Most of the problems I outlined in my initial training run for the hackathon have been addressed. The newest model is now as performant as the teacher and achieves pareto frontier status. There are still a number of peculiarities like my decreased context extension and the data drift from a pure stream. These can be dissected and addressed in future experiments.

The decreased context extension is interesting. I did train at a higher learning rate with less data. I would be interested to see how this evolves over the course of a longer training run. As is evident, I was equivalently as bad before the decay on a proportional basis between extended and trained clip length. The decay phase led to a large increase in my capacity (which is expected). Yet, it did not close the gap on context extension compared to my hackathon model. The higher learning rate I used wasn’t intentional per se but was the result of my learning rate selection mechanism. One issue on the warmup may be the limited batch size leading to increased noise in my CBS and learning rate selection methods.

Since the wall clock time is significantly faster, I should train this model for longer. In addition, I had space on the GPU to increase the batch size. After this experiment I am more convinced than ever that there is a limited need to change the learning rate or batch size during the stable portion of training. For instance, I saw that my learning rate was steady in mean value (if incredibly variable). Simplifying the stable phase has the added benefit of decreasing the computational burden of training. It can be even faster. There are studies which argue against this but I believe they are explainable in relation to the CBS point (https://arxiv.org/abs/2408.13359v2).
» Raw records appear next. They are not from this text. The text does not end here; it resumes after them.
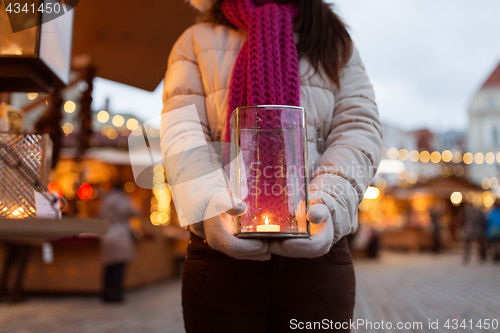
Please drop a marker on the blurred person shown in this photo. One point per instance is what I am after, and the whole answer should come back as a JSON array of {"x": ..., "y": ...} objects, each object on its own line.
[
  {"x": 258, "y": 52},
  {"x": 117, "y": 245},
  {"x": 473, "y": 230},
  {"x": 493, "y": 231},
  {"x": 14, "y": 266},
  {"x": 436, "y": 212}
]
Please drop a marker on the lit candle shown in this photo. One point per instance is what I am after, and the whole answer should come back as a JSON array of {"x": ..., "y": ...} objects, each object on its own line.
[{"x": 268, "y": 227}]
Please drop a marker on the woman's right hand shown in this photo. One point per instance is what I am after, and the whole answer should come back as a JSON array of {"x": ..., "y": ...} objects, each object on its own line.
[{"x": 219, "y": 231}]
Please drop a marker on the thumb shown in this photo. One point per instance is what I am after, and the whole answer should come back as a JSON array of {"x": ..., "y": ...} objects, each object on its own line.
[{"x": 317, "y": 213}]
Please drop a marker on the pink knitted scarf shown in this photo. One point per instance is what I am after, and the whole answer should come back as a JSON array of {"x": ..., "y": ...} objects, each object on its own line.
[{"x": 266, "y": 71}]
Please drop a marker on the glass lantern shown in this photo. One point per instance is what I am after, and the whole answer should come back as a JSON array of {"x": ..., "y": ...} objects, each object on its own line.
[
  {"x": 269, "y": 170},
  {"x": 35, "y": 46}
]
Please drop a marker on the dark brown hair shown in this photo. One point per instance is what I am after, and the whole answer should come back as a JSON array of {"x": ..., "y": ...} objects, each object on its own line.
[{"x": 324, "y": 39}]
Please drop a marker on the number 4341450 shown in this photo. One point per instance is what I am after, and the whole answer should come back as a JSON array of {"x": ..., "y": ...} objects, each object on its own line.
[
  {"x": 48, "y": 8},
  {"x": 471, "y": 324}
]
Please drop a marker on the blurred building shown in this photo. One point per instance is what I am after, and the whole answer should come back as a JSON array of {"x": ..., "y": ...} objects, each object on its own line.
[{"x": 483, "y": 135}]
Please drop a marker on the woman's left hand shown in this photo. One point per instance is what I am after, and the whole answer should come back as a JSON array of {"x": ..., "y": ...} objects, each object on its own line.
[{"x": 317, "y": 245}]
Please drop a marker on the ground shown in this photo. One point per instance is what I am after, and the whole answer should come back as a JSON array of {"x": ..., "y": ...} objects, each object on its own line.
[{"x": 398, "y": 287}]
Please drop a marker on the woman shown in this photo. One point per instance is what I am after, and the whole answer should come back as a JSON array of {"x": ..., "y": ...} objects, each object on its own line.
[
  {"x": 117, "y": 245},
  {"x": 258, "y": 52}
]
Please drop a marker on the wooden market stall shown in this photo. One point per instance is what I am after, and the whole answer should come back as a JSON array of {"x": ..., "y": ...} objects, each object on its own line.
[{"x": 403, "y": 215}]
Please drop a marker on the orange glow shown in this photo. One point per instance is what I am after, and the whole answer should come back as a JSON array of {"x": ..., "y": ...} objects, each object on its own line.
[
  {"x": 55, "y": 188},
  {"x": 85, "y": 191}
]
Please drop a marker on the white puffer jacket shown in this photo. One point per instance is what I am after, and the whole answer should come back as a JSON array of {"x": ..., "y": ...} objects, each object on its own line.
[{"x": 343, "y": 127}]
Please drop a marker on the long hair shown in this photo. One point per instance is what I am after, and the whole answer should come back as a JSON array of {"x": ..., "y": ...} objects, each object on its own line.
[{"x": 324, "y": 39}]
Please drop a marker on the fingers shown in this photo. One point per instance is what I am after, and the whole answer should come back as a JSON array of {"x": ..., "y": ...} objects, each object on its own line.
[
  {"x": 238, "y": 209},
  {"x": 318, "y": 213}
]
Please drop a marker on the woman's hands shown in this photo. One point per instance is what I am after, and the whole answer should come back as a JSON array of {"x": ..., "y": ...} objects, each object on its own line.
[
  {"x": 317, "y": 245},
  {"x": 219, "y": 231}
]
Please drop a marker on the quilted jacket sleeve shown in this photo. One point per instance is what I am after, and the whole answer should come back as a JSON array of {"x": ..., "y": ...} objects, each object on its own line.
[
  {"x": 354, "y": 147},
  {"x": 193, "y": 169}
]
The data drift is still an issue in this run. The model ends up powerful but it could be better with a better selection of data. I look forward to addressing this in the future. Both the mix, train mix filtering and decay phase filtering are topics for future work. For instance, many training runs select the best samples to anneal/decay at the end of training. A better training mix likely yields better benchmarks. Additionally, including context extension within my decay will likely help generalize context lengths better.

The larger intent of this project was to flesh out learning rate scheduling and learning rate setting. I believe I have met both of those goals. I look forward to improving the selection methods and testing them on different modalities and data mixes.